THE NHS trust responsible for Worthing Hospital is ‘critically’ close to catastrophe as it struggles to meet the demands of increases in referrals and admissions, it was revealed at a board of directors meeting.
Figures from Western Sussex Hospitals NHS Foundation Trust’s latest performance report revealed that both A&E and cancer departments had seen significant increases in patient demand in April and May, compared with the same period last year.
Emergency admissions in A&E were up 7.7 per cent, from 3,840 to 4,134, and attendances were up 1.6 per cent, from 11,239 to 11,421.
Referrals under the cancer two-week rule were 18.5 per cent higher than April, 2013, and the trust saw 24.8 per cent more patients following two-week urgent cancer referrals.
Speaking at Thursday’s meeting, director Jon Furmston said the trust was looking at a system which was being ‘pushed to its extreme’. Mr Furmston asked Jane Farrell, chief operating officer and deputy chief executive, if the trust was in any way near a ‘catastrophic situation’.
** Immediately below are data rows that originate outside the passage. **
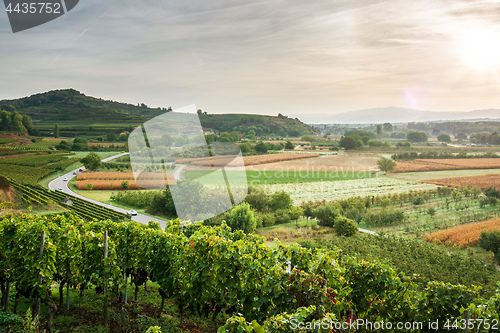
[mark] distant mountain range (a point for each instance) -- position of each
(395, 115)
(79, 115)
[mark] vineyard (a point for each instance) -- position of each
(23, 174)
(85, 209)
(463, 236)
(482, 181)
(446, 164)
(34, 160)
(220, 161)
(218, 274)
(435, 263)
(114, 180)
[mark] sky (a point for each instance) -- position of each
(267, 57)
Ms Farrell said: “I think we are critically close to that exact situation, which is why there have been quite extensive discussions to really evaluate the scale of the risk across the system.”
Despite the increases, the trust met, and in the case of A&E, exceeded its compliance targets. In April, 97.37 per cent of patients waited fewer than four hours from arrival in A&E to admission, transfer, or discharge, against a national target of 95 per cent. However, there is still concern that the trust would not be able to cope if the demands continued to increase.
Marianne Griffiths, the trust’s chief executive, said: “I think the level of risk has never been so high in five years. The whole system’s delivery mechanisms are not delivering. It feels as though things are out of control and our current delivery systems are not managing it. We’re all working well together, and that’s something really positive, but it’s sill not working.”
Ms Farrell, said: “Our staff are working wonders to give their patients good, timely care. However, health services across the region have been under significant pressure for some time and this has intensified in May. Our emergency teams are continuing to see large numbers of patients who are either very elderly, very frail, or both.”
Ms Farrell added that the trust had a ‘comprehensive’ plan in place and assured patients the trust was working ‘hard’ to minimise any delays to their treatment.